On platforms in the midst of gulfs,
Rolands brazen their bravuras.
From abysmal catwalks and the rooftops of inns,
a burning sky hoists flags upon the masts.
The collapse of apotheosis
unites the heights to the depths
where seraphic shecentaurs
wind among the avalanches.
Above the plateaus of the highest reaches,
the sea, troubled by the perpetual birth of Venus
and loaded with choral fleets amid
an uproar of pearls and precious conches,
grows dark at times with mortal thunder.
On the slopes,
harvests of flowers
as big as our weapons
and goblets are bellowing.
Processions of Mabs in red-opaline scale the ravines.
On high, their feet in the waterfalls and briars,
stags give suck to Diana.
Bacchantes of the suburbs weep,
and the moon burns and howls.
Venus enters the caves
of the black-smiths and hermits.
Clusters of belfries repeat the ideas of the people.
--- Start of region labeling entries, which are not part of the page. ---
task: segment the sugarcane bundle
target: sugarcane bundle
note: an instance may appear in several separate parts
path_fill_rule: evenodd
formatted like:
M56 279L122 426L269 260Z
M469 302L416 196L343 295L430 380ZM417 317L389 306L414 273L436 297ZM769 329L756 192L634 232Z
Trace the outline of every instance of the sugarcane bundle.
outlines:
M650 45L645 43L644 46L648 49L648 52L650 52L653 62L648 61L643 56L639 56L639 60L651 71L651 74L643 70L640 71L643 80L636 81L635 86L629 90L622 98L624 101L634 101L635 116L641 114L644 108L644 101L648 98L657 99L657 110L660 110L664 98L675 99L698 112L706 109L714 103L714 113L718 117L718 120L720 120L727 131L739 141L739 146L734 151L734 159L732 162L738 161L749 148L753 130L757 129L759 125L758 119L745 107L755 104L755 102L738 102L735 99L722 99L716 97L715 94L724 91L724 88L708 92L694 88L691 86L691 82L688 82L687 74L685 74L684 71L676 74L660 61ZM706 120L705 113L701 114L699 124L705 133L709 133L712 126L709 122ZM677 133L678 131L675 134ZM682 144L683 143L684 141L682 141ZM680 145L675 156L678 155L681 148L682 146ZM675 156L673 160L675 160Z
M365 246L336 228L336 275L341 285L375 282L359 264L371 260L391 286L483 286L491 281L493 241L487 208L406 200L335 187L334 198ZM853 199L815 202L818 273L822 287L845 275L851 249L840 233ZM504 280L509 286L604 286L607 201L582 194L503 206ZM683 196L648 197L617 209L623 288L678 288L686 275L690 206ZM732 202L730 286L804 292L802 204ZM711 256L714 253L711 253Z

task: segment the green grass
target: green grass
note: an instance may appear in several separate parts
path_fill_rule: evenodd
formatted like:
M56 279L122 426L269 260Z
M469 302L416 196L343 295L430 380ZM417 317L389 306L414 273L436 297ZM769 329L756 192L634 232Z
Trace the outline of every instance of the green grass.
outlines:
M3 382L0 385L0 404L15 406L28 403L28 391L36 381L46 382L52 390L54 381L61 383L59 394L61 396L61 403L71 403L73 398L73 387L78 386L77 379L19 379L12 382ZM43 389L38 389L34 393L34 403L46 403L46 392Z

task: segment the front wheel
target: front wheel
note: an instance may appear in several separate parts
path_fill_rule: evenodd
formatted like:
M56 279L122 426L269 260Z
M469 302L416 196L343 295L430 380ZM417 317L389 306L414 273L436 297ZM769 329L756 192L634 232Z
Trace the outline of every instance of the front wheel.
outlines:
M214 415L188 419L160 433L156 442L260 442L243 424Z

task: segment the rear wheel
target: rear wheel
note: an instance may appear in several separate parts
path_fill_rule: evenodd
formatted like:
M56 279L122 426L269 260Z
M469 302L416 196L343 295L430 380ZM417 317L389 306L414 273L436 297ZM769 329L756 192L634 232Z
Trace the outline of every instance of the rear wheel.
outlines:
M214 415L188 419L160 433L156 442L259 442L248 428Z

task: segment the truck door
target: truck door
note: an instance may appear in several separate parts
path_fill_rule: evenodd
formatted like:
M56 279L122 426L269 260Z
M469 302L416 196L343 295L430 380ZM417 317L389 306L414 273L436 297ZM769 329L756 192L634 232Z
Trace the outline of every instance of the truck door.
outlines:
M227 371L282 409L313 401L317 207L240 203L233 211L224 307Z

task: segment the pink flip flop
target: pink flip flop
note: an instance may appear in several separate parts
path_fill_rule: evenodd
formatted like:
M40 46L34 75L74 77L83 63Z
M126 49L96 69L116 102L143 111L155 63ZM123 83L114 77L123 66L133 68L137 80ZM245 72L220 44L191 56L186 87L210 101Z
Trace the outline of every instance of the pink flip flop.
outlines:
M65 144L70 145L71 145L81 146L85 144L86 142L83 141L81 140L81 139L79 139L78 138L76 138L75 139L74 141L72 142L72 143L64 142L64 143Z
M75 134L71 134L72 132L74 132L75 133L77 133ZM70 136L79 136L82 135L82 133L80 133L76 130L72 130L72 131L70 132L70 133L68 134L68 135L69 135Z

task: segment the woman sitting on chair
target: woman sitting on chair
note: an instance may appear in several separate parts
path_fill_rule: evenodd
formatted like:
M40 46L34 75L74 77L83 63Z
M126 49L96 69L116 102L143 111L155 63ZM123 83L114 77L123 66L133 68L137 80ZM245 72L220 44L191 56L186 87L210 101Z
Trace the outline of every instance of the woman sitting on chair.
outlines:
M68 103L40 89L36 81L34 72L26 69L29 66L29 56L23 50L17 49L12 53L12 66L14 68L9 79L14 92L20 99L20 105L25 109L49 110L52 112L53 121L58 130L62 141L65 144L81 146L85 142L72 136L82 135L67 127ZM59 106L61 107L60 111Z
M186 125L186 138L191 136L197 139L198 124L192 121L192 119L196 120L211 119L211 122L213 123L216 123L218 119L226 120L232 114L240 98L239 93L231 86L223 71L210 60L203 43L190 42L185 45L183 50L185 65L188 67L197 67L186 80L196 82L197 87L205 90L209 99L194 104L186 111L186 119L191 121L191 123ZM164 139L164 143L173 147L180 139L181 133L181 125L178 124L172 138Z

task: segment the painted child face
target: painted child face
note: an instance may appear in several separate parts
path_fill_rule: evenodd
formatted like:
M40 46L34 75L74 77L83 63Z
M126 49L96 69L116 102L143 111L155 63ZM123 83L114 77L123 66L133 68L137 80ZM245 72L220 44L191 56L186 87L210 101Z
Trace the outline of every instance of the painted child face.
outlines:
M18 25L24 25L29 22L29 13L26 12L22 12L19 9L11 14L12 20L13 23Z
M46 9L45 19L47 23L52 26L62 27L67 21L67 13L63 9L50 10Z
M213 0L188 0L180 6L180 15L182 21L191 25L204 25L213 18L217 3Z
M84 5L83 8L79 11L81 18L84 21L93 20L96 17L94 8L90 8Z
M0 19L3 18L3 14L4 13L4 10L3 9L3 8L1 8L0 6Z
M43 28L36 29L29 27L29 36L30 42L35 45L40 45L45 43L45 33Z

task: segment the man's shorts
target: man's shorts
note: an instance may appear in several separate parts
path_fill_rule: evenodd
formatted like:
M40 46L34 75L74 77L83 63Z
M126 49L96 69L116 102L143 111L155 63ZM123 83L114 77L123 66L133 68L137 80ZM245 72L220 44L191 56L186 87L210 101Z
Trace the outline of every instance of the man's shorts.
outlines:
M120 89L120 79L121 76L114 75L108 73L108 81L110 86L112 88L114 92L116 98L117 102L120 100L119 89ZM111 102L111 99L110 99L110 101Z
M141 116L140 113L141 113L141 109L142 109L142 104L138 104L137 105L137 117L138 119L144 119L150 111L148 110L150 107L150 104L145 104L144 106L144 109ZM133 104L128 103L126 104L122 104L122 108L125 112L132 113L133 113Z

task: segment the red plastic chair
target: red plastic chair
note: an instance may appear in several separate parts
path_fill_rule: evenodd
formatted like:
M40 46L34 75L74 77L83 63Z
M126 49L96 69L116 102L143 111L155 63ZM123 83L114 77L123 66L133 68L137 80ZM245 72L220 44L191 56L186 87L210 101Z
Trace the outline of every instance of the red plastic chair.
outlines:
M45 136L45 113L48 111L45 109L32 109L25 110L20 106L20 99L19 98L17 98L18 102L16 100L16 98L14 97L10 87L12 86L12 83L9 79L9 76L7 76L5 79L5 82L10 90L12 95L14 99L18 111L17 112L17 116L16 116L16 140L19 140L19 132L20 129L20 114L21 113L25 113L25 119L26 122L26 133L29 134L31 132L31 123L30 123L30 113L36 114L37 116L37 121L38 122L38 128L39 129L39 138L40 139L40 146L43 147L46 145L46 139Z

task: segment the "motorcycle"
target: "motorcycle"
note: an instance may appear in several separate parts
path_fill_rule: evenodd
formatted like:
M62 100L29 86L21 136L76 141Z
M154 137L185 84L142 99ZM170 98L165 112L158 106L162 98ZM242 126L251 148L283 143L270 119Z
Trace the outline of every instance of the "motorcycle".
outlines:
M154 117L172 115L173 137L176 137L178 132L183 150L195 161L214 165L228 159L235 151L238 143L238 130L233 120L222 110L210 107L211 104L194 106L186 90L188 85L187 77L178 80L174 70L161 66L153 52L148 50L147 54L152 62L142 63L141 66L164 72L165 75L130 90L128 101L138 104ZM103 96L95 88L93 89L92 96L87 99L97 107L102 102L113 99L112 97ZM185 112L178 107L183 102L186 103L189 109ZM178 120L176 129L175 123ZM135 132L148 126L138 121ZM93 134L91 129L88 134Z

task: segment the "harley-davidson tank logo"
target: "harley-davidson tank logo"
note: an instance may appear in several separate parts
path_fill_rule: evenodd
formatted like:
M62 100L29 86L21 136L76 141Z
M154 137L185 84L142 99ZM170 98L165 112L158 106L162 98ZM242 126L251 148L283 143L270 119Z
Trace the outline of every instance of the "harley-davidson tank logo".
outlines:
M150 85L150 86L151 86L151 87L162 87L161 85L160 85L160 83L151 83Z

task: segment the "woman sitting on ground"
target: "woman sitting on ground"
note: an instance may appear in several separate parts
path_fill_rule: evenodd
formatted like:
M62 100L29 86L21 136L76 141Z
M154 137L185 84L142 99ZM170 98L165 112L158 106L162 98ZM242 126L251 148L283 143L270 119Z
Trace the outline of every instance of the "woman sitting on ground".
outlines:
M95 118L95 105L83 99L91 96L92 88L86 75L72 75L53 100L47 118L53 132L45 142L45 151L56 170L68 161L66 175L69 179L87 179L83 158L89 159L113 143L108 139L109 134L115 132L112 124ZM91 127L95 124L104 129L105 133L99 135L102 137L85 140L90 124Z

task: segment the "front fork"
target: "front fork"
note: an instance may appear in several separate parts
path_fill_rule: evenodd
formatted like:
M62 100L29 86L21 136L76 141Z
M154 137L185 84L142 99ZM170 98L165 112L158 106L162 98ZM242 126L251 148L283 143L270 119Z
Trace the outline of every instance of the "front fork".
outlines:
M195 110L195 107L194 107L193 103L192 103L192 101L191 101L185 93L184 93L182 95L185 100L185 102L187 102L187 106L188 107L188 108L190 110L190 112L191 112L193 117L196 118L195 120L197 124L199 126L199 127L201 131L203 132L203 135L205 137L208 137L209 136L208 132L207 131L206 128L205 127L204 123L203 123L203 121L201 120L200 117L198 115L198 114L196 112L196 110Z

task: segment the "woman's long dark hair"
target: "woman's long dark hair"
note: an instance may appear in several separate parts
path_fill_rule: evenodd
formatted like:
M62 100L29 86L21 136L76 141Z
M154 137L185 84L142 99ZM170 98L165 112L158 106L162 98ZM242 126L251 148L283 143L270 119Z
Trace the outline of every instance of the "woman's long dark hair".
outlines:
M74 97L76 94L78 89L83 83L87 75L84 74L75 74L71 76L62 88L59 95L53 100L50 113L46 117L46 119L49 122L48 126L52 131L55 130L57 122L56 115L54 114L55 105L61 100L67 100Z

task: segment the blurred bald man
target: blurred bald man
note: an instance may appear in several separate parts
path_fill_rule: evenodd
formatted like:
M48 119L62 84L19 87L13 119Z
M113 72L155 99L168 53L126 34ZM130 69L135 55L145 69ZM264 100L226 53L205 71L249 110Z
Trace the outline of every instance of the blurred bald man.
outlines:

Issues from castles of bone an unknown music.
In the boroughs legends
are born and enthusiasm germinate.
A paradise of storms collapses.
Savages dance without stopping the festival of night.
And, for one hour, I descended into the swarm
of a boulevard of Baghdad
where groups of peple were singing
the joy of the new work,
circulating under a heavy wind
without being able to escape those fabulous phantoms
of the mountains to which one must return.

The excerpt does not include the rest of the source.